# downpipes with Magnaflow



## ERIC60 (May 14, 2017)

I finally bought a complete line 15893 (2,5")from Magnaflow to fit on my GTO 65;
my problem is that after the inlet pipes extensions, its impossible to make the junction with the manifold, since it's not aligned anymore and anyway my original tubing is in 2,25";
so I need to buy a pair of downpipes to go up to the manifold; my concern is that the ones I have seen so far (Pypes, Flowmaster) are straight and identical and the right tubing goes underneath the oil filter and not around like now on my original tubing; 
is the filter the same size or do I need to change for a smaller one? and why Magnaflow does not sale the complete line, including the downpipes since they are essential?!!
I'm now stuck in the middle of this job with a brand new exhaust line in the trunk, waiting for a solution;
does anyone have already fitted a 15893 line on a 65 GTO?
please help!!:crying:


----------



## john23 (Mar 6, 2016)

hi Eric...i have a 65 with a larger system on it...my pipes also go under the oil filter as you described...there used to be available taller and shorter oil filters for pontiacs...the taller filters have been mostly phased out...go with the shorter filter ...the pipes will pass beneath it...changing oil filters becomes a bit of a contortion...you might have to experiment with different wrenches, jacking the car higher, etc....and get used to bathing your exhaust in spilled oil which, no matter how hard you wash it, will collect in inaccessible places and burn off when you start the engine, simulating a western forest fire under the hood...in fact, with my set up, the oil filter must be turned on its side to be removed which is a merry oil bath for your exhaust system and your forearm...good luck


----------



## john23 (Mar 6, 2016)

*update on 65 down pipes*



john23 said:


> hi Eric...i have a 65 with a larger system on it...my pipes also go under the oil filter as you described...there used to be available taller and shorter oil filters for pontiacs...the taller filters have been mostly phased out...go with the shorter filter ...the pipes will pass beneath it...changing oil filters becomes a bit of a contortion...you might have to experiment with different wrenches, jacking the car higher, etc....and get used to bathing your exhaust in spilled oil which, no matter how hard you wash it, will collect in inaccessible places and burn off when you start the engine, simulating a western forest fire under the hood...in fact, with my set up, the oil filter must be turned on its side to be removed which is a merry oil bath for your exhaust system and your forearm...good luck


Eric Yikes, i forgot something....i don't have the 389 in my 65 anymore, rather a later model block....i seem to remember changing the oil tower to fit the later block, but i am not sure if it is different than the 65 oil tower....my comment may only be valid for a 65 with a later engine in it...sorry about the confusion....


----------



## ERIC60 (May 14, 2017)

thanks John for reply;
the filter I have currently is a WIX SO 643 and it's 4" high;
I will check on ebay if it I find a shorter one before to carry on on my exhaust job!
but anyway, I don't understand why Magnaflow does not sale the downpipes together with the exhaust line; moreover, they don't sell them at all;
I will have to buy from Pypes!


----------



## zrsteve (Aug 28, 2014)

Contact Ram Air Restorations. I put these on my 65 with a 389 and no issues with the WIX 51049 oil filter:

www.ramairrestoration.com/ssp-6-pair-of-short-mandrel-splice-pipes.html


----------



## Goat Roper (Oct 28, 2014)

I have the Pypes system with Magnsflows hanging on the wall in my garage, when I pulled the engine to rebuild it I ordered a factory reproduction system from Gardner Exhaust.
My '67 came with HO manifolds so I had to order the 3 bolt down pipes.
It took about 2 1/2 hours to install.
Here is what your exhaust looked like when it came from the factory.

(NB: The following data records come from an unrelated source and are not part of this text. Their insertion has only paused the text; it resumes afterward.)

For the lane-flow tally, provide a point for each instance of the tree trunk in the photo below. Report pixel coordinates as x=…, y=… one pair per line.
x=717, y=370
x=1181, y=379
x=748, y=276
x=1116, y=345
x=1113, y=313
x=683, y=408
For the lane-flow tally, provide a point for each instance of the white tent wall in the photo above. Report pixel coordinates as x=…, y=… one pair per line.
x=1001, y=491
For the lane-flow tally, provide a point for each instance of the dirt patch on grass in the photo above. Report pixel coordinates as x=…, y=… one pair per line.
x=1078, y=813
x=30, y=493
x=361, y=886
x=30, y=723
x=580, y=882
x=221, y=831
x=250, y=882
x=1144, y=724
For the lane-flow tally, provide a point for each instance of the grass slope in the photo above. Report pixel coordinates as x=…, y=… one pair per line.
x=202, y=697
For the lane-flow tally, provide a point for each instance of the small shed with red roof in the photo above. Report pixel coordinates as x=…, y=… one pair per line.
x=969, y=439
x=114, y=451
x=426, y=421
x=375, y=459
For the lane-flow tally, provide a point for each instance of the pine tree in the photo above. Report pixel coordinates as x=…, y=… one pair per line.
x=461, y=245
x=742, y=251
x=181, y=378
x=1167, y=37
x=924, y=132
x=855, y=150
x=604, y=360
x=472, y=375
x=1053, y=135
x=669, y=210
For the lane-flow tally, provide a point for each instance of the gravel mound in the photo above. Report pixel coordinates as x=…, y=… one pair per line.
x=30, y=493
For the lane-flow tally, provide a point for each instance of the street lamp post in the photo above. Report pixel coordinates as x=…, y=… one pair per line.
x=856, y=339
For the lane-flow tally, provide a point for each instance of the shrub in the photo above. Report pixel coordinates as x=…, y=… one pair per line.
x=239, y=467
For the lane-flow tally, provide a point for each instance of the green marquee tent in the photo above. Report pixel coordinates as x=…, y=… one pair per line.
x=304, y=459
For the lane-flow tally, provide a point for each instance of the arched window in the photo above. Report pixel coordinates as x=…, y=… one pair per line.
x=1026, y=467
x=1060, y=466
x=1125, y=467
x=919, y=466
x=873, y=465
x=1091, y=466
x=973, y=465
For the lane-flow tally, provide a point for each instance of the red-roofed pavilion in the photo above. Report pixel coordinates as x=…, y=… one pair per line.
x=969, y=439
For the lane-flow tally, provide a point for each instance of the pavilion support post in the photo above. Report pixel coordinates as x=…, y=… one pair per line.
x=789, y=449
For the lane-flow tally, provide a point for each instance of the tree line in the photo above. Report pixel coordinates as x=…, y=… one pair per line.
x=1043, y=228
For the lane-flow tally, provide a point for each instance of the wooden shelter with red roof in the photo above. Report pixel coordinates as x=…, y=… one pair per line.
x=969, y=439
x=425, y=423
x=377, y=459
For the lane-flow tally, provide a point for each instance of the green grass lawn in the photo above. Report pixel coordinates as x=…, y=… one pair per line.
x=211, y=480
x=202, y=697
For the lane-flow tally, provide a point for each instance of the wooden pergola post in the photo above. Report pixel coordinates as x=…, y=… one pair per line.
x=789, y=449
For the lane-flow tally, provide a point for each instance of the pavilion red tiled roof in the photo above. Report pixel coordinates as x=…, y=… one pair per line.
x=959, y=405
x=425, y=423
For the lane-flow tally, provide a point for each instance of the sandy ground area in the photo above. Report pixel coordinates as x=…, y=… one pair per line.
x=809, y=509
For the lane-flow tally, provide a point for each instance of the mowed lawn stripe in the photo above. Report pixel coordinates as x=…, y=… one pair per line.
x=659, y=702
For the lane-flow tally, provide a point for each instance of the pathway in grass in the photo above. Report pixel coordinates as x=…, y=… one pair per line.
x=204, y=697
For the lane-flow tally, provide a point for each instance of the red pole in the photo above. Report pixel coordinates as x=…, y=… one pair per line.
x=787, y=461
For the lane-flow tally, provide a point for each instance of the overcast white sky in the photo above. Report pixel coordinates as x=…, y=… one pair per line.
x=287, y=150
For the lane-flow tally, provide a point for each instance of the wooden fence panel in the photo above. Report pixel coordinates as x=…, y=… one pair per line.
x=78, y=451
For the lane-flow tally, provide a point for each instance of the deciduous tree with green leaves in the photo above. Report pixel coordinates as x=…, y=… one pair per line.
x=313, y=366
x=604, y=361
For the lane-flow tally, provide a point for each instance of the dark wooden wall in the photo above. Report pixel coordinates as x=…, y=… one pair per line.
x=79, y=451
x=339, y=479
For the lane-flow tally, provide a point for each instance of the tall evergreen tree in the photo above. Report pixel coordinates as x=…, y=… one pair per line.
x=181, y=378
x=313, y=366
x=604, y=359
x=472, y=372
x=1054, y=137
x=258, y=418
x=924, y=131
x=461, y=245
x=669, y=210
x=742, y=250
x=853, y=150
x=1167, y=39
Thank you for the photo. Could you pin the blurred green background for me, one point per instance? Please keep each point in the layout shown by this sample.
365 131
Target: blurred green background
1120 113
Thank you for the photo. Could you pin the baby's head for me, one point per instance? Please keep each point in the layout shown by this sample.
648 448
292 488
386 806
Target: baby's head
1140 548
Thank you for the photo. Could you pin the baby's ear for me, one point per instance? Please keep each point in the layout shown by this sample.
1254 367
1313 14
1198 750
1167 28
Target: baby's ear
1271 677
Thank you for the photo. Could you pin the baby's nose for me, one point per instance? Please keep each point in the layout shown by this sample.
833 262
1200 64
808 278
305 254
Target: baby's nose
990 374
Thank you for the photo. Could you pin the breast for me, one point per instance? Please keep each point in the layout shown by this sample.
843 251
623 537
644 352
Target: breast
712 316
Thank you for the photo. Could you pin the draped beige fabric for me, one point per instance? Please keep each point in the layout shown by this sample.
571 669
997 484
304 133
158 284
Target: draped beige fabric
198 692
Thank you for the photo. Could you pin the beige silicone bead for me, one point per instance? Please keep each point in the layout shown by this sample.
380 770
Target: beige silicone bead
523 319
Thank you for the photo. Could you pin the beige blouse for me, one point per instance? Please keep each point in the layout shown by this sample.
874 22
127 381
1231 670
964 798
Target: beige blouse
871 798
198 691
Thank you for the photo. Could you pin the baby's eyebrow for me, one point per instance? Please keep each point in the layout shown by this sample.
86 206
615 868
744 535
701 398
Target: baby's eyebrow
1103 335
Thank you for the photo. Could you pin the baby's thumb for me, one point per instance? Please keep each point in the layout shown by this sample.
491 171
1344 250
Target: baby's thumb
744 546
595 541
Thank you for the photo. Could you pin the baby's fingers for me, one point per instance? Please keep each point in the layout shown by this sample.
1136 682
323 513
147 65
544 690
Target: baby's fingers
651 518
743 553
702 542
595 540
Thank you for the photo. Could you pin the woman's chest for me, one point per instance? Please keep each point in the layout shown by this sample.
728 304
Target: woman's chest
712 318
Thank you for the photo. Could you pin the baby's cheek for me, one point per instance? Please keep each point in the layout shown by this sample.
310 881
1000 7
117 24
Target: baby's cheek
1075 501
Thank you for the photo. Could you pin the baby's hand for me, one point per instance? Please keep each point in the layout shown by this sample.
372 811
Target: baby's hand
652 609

1965 GTO Exhaust Systems - Gardner Exhaust Systems - 1965 GTO Exhaust Sytems by Gardner

You can contact Eric and see if you can just order the down pipes.


----------



## ERIC60 (May 14, 2017)

yes, I had seen them already, but too late! I had bought already my Magnaflow in France;
my problem is to try to find locally parts;
the french customs charge 20% vat on total cost, including shipping cost!!!(swindlers!)
all I hope is that the Pypes downpipes will fit with my Magnaflow, since it would be expensive to send it back, when it's possible with ebay!


----------